Pharmacokinetic evaluation of an azithromycin controlled release dosage form in healthy human volunteers: a single dose study

• Published in: International journal of pharmaceutics Vol. 270; no. 1; pp. 1 - 8
• Main Authors: Gandhi, Rajesh, Kaul, Chaman Lal, Panchagnula, Ramesh
• Format: Journal Article
• Language: English
• Published: Amsterdam Elsevier B.V 11.02.2004; Elsevier
• Subjects: Administration, Oral; Adult; Anti-Bacterial Agents - blood; Anti-Bacterial Agents - pharmacokinetics; Antibacterial agents; Antibiotics. Antiinfectious agents. Antiparasitic agents; Area Under Curve; Azithromycin; Azithromycin - blood; Azithromycin - pharmacokinetics; Biological and medical sciences; Biological Availability; Chromatography, High Pressure Liquid; Controlled release; Delayed-Action Preparations; Half-Life; Humans; In Vitro Techniques; Intestinal Absorption; Male; Medical sciences; Pharmacokinetics; Pharmacology. Drug treatments; Tablets; Therapeutic Equivalency; Time Factors; Pharmacokinetics; Controlled release; Azithromycin; Human; Evaluation; Antibiotic; Controlled release form; Single dose; Antibacterial agent; Normal; Macrolide; Release
• ISSN: 0378-5173; 1873-3476
• DOI: 10.1016/j.ijpharm.2003.09.046

Azithromycin (AZI) follows a two-compartment model pharmacokinetically. The purpose of this study was to evaluate the in vivo performance of a controlled release (CR) formulation of AZI, which would eliminate the risk of high peak plasma concentrations obtained within 2–3 h after peroral administration of immediate release (IR) products. The study was conducted in twelve healthy male human volunteers to compare an experimental NIPER product (CR tablets) with Vicon ® (IR tablets) at the same dose level as a single-dose, randomized, one-period, two-treatment, and parallel-study.
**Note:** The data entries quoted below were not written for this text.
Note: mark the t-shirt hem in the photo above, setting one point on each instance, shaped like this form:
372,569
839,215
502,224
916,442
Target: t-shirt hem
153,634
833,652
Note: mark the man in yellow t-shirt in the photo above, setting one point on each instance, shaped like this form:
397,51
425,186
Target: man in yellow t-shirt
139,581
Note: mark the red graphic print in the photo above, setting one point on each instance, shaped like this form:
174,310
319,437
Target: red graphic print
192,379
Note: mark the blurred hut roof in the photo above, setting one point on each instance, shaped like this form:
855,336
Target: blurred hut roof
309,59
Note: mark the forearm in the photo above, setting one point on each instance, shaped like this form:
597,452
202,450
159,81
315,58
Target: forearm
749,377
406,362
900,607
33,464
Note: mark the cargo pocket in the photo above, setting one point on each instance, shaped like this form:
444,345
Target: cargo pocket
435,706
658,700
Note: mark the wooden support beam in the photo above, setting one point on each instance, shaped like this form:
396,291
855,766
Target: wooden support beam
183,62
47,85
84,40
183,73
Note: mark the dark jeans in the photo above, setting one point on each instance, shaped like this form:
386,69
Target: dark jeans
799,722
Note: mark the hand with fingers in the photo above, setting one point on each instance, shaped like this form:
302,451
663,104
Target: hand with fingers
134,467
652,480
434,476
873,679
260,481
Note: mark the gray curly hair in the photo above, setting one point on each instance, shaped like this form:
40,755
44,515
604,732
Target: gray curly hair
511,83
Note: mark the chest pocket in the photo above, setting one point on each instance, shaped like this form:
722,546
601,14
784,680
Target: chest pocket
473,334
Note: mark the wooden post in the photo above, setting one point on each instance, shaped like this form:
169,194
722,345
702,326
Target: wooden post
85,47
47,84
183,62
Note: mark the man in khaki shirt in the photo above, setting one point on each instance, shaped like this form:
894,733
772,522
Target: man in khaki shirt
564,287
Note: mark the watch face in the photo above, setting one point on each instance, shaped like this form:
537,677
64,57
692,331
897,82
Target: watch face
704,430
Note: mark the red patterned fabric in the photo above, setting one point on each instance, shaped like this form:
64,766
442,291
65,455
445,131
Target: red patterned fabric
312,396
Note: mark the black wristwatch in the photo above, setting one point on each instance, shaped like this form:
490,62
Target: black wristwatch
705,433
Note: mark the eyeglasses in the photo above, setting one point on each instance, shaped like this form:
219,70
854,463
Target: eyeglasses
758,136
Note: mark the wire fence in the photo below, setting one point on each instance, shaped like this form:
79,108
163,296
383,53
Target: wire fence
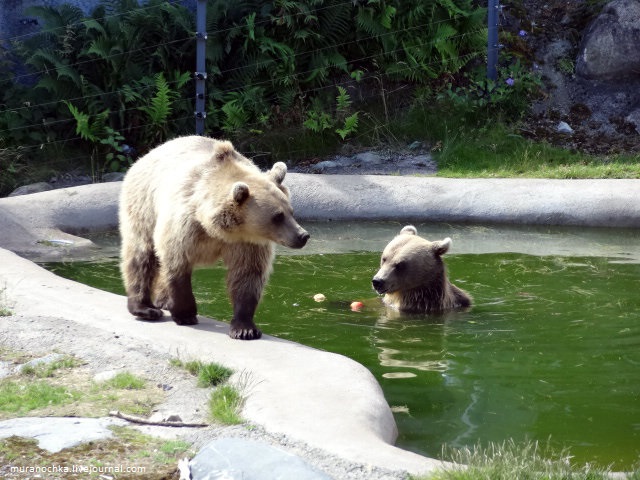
187,96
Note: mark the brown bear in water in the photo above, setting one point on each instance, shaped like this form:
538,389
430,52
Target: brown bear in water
194,200
413,277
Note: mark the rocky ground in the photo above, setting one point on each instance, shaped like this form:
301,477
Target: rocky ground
100,351
593,110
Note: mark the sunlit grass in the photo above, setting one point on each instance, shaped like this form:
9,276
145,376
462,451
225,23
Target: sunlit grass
514,460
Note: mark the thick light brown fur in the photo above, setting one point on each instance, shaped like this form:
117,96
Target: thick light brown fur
413,276
194,200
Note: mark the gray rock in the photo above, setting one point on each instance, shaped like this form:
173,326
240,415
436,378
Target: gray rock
5,369
240,459
609,49
105,376
31,188
57,433
634,118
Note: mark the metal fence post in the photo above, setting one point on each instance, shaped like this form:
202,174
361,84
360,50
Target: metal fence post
201,69
492,39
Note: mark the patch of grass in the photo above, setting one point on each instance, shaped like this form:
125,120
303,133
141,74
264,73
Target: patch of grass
496,152
153,458
126,381
225,403
209,374
510,460
5,311
20,398
47,370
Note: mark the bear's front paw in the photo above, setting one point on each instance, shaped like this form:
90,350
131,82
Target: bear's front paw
245,333
189,320
144,312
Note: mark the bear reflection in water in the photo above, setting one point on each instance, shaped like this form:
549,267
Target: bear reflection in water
194,200
413,277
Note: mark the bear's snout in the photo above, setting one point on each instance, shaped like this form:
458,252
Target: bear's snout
301,239
379,285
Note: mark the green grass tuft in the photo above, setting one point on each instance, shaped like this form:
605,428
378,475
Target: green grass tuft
126,381
224,405
17,398
209,374
495,152
510,460
46,370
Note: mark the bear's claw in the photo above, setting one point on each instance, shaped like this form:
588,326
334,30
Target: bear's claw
147,313
186,320
245,333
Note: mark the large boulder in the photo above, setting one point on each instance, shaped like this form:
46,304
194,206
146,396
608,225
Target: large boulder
610,46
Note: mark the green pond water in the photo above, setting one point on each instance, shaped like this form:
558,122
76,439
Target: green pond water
550,351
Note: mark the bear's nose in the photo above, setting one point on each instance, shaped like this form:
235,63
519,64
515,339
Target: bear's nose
378,285
301,239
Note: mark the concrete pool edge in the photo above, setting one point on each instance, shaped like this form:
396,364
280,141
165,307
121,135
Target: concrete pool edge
351,418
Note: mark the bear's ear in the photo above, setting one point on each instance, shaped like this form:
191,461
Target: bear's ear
240,192
441,247
223,151
278,171
409,230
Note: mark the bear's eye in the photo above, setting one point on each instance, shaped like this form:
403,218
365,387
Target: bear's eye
278,218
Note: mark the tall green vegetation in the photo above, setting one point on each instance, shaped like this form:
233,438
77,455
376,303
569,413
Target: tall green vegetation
119,80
Concentrations of AZI in serum samples were assessed using the validated HPLC method. From the serum concentration–time profiles various pharmacokinetic parameters (AUC 0–96, AUC 0–inf, C max and T max) were calculated for both products. Results showed that the high peak concentration obtained by administration of a conventional IR formulation were eliminated with the CR product. A mean dosage form index (DI) of 1.17 with fluctuations of 7.57% was obtained with the CR product at steady state level, indicating reduced fluctuations at the steady state serum concentrations. Elimination of the pronounced peak as well as fluctuations reduced or minimized AZI adverse effects associated with the IR product.